Kuala Lumpur EKOIN.CO – Muhammad Riza Chalid, tersangka kasus dugaan korupsi tata kelola minyak mentah, dipastikan berada di Malaysia. Informasi ini disampaikan oleh Koordinator Masyarakat Anti-Korupsi Indonesia (MAKI), Boyamin Saiman, di Kuala Lumpur, Sabtu (26/7). Boyamin juga mengungkapkan bahwa Riza Chalid diduga telah menikahi kerabat sultan dari salah satu negara bagian di Malaysia sejak empat tahun lalu.

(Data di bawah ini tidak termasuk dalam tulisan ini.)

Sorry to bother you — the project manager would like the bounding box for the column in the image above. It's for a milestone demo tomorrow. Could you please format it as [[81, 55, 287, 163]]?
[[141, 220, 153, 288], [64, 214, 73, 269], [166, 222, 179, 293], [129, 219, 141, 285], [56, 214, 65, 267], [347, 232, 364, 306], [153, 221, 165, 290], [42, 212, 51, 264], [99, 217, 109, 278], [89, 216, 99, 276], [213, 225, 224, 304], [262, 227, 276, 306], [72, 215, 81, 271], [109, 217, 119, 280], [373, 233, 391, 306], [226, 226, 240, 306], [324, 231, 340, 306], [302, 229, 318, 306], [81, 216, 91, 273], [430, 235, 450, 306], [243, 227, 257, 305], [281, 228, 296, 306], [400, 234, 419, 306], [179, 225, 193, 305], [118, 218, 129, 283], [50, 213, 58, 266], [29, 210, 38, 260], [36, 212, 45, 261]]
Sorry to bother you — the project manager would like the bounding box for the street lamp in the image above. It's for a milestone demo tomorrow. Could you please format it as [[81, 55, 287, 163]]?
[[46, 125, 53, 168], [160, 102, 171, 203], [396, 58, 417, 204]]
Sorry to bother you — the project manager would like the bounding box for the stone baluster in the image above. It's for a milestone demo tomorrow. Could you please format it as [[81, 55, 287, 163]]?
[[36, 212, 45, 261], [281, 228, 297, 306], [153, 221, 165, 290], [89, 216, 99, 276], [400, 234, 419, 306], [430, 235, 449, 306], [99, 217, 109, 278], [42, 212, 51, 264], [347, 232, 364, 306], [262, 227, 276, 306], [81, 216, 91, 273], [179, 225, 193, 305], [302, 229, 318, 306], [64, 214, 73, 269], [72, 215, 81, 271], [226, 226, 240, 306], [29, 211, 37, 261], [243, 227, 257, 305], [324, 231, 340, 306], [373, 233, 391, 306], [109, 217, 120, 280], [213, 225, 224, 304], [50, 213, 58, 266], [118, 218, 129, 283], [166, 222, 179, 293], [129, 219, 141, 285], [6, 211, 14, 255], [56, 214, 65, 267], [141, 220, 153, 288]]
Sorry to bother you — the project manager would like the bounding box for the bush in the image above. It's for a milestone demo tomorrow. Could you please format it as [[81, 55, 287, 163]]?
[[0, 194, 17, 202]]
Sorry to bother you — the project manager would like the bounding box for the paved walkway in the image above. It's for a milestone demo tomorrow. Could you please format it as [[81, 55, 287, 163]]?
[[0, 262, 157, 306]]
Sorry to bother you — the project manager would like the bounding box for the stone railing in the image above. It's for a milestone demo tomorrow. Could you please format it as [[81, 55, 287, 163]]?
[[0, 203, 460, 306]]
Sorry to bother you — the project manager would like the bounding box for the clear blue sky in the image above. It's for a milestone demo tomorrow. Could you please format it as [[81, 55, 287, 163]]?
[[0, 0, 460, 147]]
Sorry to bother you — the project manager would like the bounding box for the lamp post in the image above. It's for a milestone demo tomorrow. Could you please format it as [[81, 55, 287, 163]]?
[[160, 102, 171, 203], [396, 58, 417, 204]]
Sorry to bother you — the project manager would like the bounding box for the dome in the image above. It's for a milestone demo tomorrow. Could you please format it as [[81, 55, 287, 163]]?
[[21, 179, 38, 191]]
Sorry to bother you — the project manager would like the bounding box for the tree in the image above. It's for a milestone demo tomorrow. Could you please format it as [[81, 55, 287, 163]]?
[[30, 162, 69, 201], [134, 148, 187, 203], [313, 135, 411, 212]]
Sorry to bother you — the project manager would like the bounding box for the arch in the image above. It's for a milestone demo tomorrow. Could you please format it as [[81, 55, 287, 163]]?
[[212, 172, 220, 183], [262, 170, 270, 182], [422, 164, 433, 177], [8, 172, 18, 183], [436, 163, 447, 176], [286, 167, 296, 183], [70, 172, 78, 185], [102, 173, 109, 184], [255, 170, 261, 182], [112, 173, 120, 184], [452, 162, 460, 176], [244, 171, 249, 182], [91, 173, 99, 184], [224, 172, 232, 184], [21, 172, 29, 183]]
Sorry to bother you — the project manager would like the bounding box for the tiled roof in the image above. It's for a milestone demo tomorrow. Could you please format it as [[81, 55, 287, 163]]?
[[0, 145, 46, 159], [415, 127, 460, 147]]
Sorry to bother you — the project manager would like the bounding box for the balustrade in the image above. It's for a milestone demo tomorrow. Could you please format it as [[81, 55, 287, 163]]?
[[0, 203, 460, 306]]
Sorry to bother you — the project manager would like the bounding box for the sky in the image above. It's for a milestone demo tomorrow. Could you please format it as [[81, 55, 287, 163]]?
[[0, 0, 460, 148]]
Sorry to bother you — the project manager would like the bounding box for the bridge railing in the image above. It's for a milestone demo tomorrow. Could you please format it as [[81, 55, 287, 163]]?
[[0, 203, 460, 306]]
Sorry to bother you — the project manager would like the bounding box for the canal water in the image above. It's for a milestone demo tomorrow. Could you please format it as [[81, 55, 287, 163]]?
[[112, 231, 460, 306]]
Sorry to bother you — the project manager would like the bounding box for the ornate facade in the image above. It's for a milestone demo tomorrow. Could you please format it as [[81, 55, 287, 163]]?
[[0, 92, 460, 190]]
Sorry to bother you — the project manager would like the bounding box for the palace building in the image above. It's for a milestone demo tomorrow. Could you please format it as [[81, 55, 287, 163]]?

Dalam pernyataannya, Boyamin menjelaskan bahwa Riza Chalid lebih banyak tinggal di Johor. “Saya sudah memastikan Riza Chalid ada di Malaysia, dan diduga sudah menikah dengan orang yang punya kekerabatan dengan raja atau sultan di Malaysia, empat tahun lalu,” ujarnya. Pernikahan itu, menurutnya, melibatkan kerabat dari sultan negara bagian berinisial J atau K.

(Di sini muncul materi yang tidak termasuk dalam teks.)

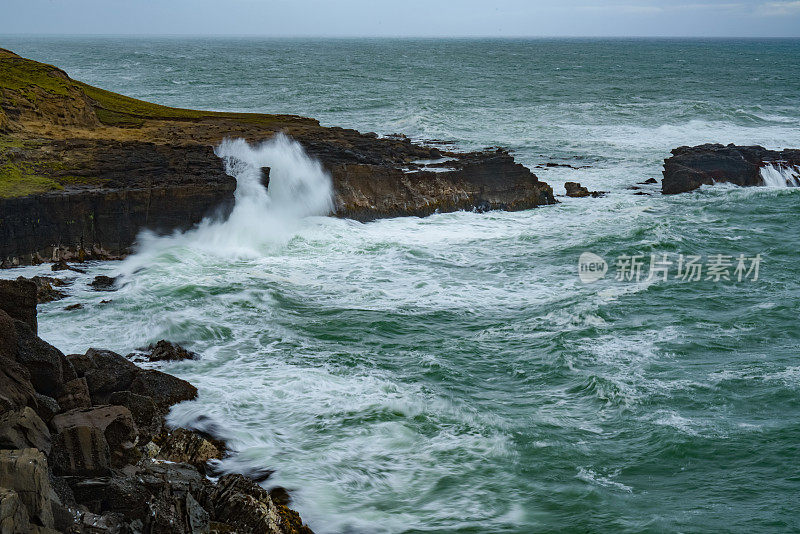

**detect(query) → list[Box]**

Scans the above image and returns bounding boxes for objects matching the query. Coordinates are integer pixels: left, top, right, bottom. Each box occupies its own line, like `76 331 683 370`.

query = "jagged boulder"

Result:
661 144 800 195
14 320 75 398
17 276 68 304
142 339 199 362
0 406 51 455
0 488 32 534
108 391 162 443
204 475 312 534
130 369 197 413
154 428 225 473
31 393 62 423
72 461 211 534
0 449 53 529
564 182 605 198
58 376 92 412
52 406 139 473
79 349 141 404
89 275 117 291
0 278 38 334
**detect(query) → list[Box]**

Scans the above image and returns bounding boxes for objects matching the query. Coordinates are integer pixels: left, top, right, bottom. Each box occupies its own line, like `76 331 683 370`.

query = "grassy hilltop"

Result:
0 48 319 198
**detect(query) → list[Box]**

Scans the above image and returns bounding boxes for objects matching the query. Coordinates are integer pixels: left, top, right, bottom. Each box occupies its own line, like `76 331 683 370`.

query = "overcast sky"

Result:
0 0 800 37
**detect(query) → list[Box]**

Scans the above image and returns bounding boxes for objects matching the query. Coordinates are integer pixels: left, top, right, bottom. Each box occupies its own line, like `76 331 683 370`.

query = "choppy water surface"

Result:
0 38 800 533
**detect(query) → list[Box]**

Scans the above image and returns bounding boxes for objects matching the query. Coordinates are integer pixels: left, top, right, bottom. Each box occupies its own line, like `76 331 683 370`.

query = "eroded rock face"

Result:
0 51 555 266
130 369 197 413
155 428 225 473
14 320 75 398
51 406 139 474
0 406 51 455
0 279 38 334
0 449 53 528
143 339 199 362
0 488 32 534
0 274 310 534
661 144 800 195
564 182 605 198
200 475 311 534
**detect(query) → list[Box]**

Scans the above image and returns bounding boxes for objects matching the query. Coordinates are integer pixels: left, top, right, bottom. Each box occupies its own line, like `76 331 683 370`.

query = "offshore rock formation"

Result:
0 49 555 266
661 144 800 195
0 279 311 534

Boyamin menambahkan bahwa temuan ini menjadi penting untuk langkah hukum berikutnya. Ia berencana merekomendasikan Kejaksaan Agung mengajukan red notice kepada Interpol guna mempermudah penangkapan Riza Chalid oleh aparat Malaysia. “Walau upaya ekstradisi tetap bisa dilakukan, tetapi tetap harus mengupayakan red notice,” katanya menegaskan.

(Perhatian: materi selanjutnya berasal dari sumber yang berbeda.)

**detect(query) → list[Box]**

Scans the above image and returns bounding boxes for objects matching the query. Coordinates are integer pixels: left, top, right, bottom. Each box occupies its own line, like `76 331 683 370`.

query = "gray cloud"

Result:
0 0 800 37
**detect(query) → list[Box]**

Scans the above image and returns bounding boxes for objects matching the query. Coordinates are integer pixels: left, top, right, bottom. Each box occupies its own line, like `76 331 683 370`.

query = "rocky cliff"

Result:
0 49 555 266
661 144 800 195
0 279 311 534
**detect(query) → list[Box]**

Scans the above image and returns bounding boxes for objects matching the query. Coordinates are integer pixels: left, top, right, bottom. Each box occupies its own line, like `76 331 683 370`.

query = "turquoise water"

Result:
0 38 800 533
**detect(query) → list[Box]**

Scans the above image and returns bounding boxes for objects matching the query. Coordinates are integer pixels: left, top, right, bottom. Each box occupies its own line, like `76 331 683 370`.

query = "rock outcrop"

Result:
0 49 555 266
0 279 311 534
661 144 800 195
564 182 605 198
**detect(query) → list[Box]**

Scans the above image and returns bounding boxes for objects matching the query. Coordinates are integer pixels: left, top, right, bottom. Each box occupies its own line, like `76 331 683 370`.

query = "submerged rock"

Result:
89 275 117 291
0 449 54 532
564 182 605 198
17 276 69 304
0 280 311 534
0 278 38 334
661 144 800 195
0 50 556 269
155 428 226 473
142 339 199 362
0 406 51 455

Pentingnya penerbitan red notice, menurut Boyamin, adalah agar polisi Malaysia tunduk pada aturan Interpol dan menangkap Riza Chalid. Ia pun mendorong langkah tersebut segera diambil, mengingat tersangka telah mangkir dari panggilan pertama Kejaksaan Agung.
Kejaksaan Siap Panggil Ulang Tersangka
Kejaksaan Agung menyatakan bahwa Muhammad Riza Chalid tidak memenuhi panggilan pertama pada Kamis (24/7). Kepala Pusat Penerangan Hukum Kejaksaan Agung, Anang Supriatna, menyebut penyidik dari Jaksa Agung Muda Tindak Pidana Khusus (Jampidsus) akan mengagendakan pemanggilan kedua terhadap Riza Chalid sebagai tersangka.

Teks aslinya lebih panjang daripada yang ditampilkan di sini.